I’m generally disappointed when I come across source code examples for multiprocessing technologies that use trivial algorithms to demonstrate the simplicity of an implementation. This not only establishes expectations that are unrealistic but also hides details that are painfully discovered when applied to more complex code. We are after all, trying to improve performance in our real-world applications with multiprocessing by targeting algorithms that have a real impact on the end user, which probably does not include a bubble sort.
As mentioned in my previous post, I have a new toy with 48 cores and thought it would be interesting to put the various multiprocessing technologies that are at my disposal to the test. These are: OpenMP, MPI, PPL (Microsoft Concurrency Runtime), the ACIS thread manager, and the CGM multiprocessing infrastructure. Forgive me for creating yet another trivial example, but finding prime numbers is simple and yet compute intensive, and serves my purpose well.
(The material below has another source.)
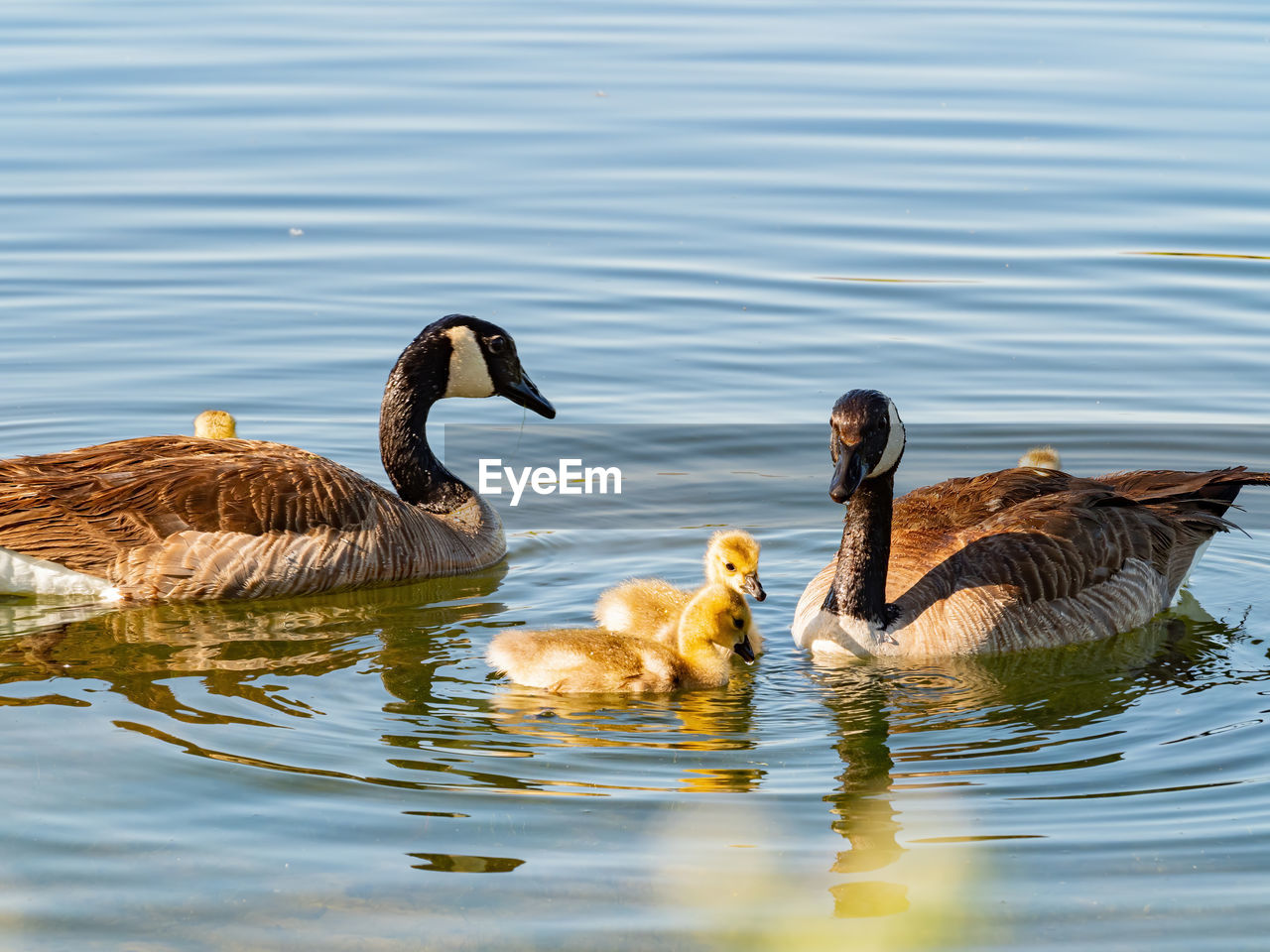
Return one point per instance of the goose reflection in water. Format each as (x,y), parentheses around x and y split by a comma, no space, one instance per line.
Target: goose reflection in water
(694,722)
(920,728)
(143,653)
The challenge is to find the number of primes between 1 and 100,000,000 as quickly as possible. I’m using Visual Studio 2010 when possible, targeting 64 bit release binaries. Here are the results:
Before evaluating the results, let’s first have a look at the implementation. I’m not going to show all of the code but instead just focus on the highlights. Let’s start with the original implementation used to calculate the serial time. As we can see, the iterations of the loop test for primality and conditionally increment a total. I’ve included the IsPrime function (in a simplified format) just to show that it is reentrant. This function is thread-safe because it does not modify or maintain state data, and will therefore not have any side effects.
(Click to enlarge all code snippets)
The OpenMP version only requires one additional line of code to add parallelism. The pragma statement instructs OpenMP to parallelize the loop, to create a thread-local version of Primes to be summed up at the end, and to schedule the iterations using a guided approach. The syntax is quite simple and is explained in more detail on Wikipedia.
The PPL version also requires only minor changes. I used the parallel_for statement from the Parallel Patterns Library, which is part of the Microsoft Concurrency Runtime. This version takes a start and end value, and a lambda expression, which consists of a capture clause, a parameter list, and a function body. A more thorough explanation can be found on the MSDN website. The Windows kernel function InterlockedIncrement avoids race conditions by incrementing the Primes variable atomically.
The other three implementations (ACIS, CGM, and MPI) are not as trivial because we have to divide the work into smaller pieces, typically into one task for each processor. So we divide up the range into 48 pieces and let each process/thread calculate the number of primes in their sub-range. Then we add all the answers together. The ACIS implementation is shown below.
In terms of simplicity and performance, OpenMP is the clear winner. It achieved almost perfect scaling and the implementation is simple and straightforward. PPL is a close second, requiring very few changes to original code with good scalability. The syntax is a bit difficult to understand at first but lambda expressions are the new thing. So much so that they are included in the next C++ standard.
The downfall of these two approaches is that they do not allow the developer to have any control of the threads that are used. When used in ACIS operations, each thread must initialize and terminate the modeler appropriately. Since we do not know which threads will be used by OpenMP and PPL, we must make sure they have properly initialized ACIS in every iteration of the loop. This will certainly have an impact on performance and explains why the ACIS thread manager maintains a pool of pre-initialized threads.
The ACIS and MPI implementations are close in performance and similar in implementation. This is not surprising because the main drawback when using multiple processes is in the overhead of inter-process communication. This is not an issue in the primes example because we are sending two integers to each process (start and stop values) and are receiving one back (the number of primes found in the range). When used in geometric modeling code, this can be a bottleneck.
The CGM results are not what I expected but it’s a bit unfair to be critical at this point. I did after all make significant changes to ACIS in order to handle more than eight threads concurrently. This work has simply not yet been done in CGM. These types of tests put the magnifying glass on the infrastructure, and in the CGM case has exposed additional overhead in creating processes, loading DLLs, and processing the task queue. Things to address in time.